We feasted on lamb cutlets and baby octopus, succulent and tender. There was wine; lots of it, which we imbibed while watching a huge medallion orange and coral sun, sink into the sea on the horizon. You actually see it descending, turn your head for a minute, as we did one evening and you’ve missed it.
Retiring to our rooms at 10pm, I spent the next twenty minutes flailing at the mozzie who insisted on buzzing past my ear trying to get a nibble, with a satisfying crack of the towel, she (it’s the females that bite) was dispatched across the whitewashed wall, now a simple pink streak.
W knocked on the door at 8am, ‘I’m off down to the beach, see you there,’ I arrived an hour later but he was nowhere to be seen, I went in for a dip anyway. Looking off into the distance, I spied an orange kayak towing a surfboard toward the shore, now there’s a coincidence I thought; the same colour as W’s board too.
Then I saw him, strolling along the shoreline. ‘What you up to, I thought you were off surfing.’ ‘See that board being towed, well, I hit an underwater rock after about half an hour in, it took the rudder off so that’s that for the weekend.’ He didn’t seem too bothered, there was still plenty to do and enjoy.

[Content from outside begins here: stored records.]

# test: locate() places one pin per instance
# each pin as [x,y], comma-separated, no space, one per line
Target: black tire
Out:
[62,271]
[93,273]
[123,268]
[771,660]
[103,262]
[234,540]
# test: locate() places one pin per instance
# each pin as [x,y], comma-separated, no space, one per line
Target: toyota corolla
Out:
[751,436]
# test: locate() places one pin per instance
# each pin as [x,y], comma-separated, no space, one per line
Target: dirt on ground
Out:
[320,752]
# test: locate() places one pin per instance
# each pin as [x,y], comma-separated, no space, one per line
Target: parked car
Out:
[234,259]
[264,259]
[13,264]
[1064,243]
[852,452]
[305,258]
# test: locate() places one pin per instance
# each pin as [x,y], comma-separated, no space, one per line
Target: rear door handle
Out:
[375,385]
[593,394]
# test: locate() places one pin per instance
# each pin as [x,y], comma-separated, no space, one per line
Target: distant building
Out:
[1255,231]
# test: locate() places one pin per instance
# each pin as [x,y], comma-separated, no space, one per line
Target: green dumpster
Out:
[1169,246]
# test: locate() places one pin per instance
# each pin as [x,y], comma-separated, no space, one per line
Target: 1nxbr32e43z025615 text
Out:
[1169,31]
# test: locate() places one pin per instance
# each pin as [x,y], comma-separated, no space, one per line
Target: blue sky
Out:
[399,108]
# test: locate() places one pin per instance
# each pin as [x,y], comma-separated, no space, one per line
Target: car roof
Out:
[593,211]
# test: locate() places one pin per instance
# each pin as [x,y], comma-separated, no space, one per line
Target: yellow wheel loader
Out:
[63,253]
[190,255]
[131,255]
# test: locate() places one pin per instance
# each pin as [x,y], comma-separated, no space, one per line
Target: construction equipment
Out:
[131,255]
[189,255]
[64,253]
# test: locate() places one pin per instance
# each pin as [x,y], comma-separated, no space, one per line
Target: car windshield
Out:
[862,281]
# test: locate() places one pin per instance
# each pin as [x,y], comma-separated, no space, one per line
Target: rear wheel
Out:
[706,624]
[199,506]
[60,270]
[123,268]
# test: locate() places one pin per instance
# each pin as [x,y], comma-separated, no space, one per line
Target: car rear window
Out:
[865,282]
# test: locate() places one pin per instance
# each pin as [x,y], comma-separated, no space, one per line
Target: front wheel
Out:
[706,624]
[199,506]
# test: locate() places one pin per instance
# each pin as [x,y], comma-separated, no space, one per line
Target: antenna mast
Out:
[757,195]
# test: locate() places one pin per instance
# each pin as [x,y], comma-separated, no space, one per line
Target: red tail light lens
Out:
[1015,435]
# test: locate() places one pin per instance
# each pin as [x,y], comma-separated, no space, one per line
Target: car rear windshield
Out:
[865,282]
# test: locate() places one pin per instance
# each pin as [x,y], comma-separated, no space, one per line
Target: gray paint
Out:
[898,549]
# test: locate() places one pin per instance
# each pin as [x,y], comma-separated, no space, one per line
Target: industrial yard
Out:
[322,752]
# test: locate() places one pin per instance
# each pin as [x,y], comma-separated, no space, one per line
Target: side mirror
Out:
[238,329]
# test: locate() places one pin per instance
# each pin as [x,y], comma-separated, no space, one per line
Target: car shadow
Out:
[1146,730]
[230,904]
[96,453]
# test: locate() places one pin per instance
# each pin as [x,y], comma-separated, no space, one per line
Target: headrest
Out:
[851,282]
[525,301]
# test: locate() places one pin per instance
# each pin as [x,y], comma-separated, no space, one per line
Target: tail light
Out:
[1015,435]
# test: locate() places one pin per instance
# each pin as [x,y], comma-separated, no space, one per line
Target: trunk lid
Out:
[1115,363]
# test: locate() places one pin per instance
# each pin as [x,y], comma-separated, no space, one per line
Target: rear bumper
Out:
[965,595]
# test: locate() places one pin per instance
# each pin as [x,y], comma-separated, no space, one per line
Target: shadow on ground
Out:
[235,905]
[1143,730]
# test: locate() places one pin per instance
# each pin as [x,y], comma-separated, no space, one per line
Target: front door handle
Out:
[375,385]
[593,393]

Back at the hotel we ate a light breakfast and discussed lunch plans, but first, a morning siesta after our hour of splashing about in the sea. It was decided that we'd scooter up over the hills, to where a highly recommend family tavern served amazing seafood.
I rode pillion: up up up, in a corkscrew fashion, we climbed the dusty parched road and past yet more bags of rubbish, arriving some twenty minutes later. It was just we two and six other diners for lunch, but the owners didn’t seem too fussed. The season was winding down anyway, so, any more custom was a plus. The view was stunning; looking out across the azure bay where we’d been swimming earlier, an uninterrupted horizon, next stop, Italy.
The rest of the afternoon was spent poolside, W working away on his laptop and tan, me, reading beneath a parasol and working on staying pale, with an occasional dip into the pool to keep my temperature down.
We dined at the hotel's renowned restaurant, fortunately as guests staying there, we were able to secure a table, as people from all over the island come to eat here.
More octopus, calamari, fish, lamb, flat-bread, hummus, a large platter of char-grilled Mediterranean vegetables, olives, halloumi. We didn’t hold back, it was only until the waistbands of our shorts restricted us from eating any more. Yes, I could have let my belt out a notch but…well, I didn’t. The next two days were a repeat of the first: I won’t bore you. 
I’d return to Corfu again as the locals suggested, just before or after the season i.e. first week or two of May or mid-September. Also, at that time of year food, drink and accommodation are amazingly cheap, to say nothing of the lack of tourists fighting for space on the beach, or in the restaurants. So, thank you W for an indulgent weekend, I guess I’d better toddle off down to the gym now.
What I’m reading on the beach…
Wasted Calories & Ruined Nights: Jay Rayner.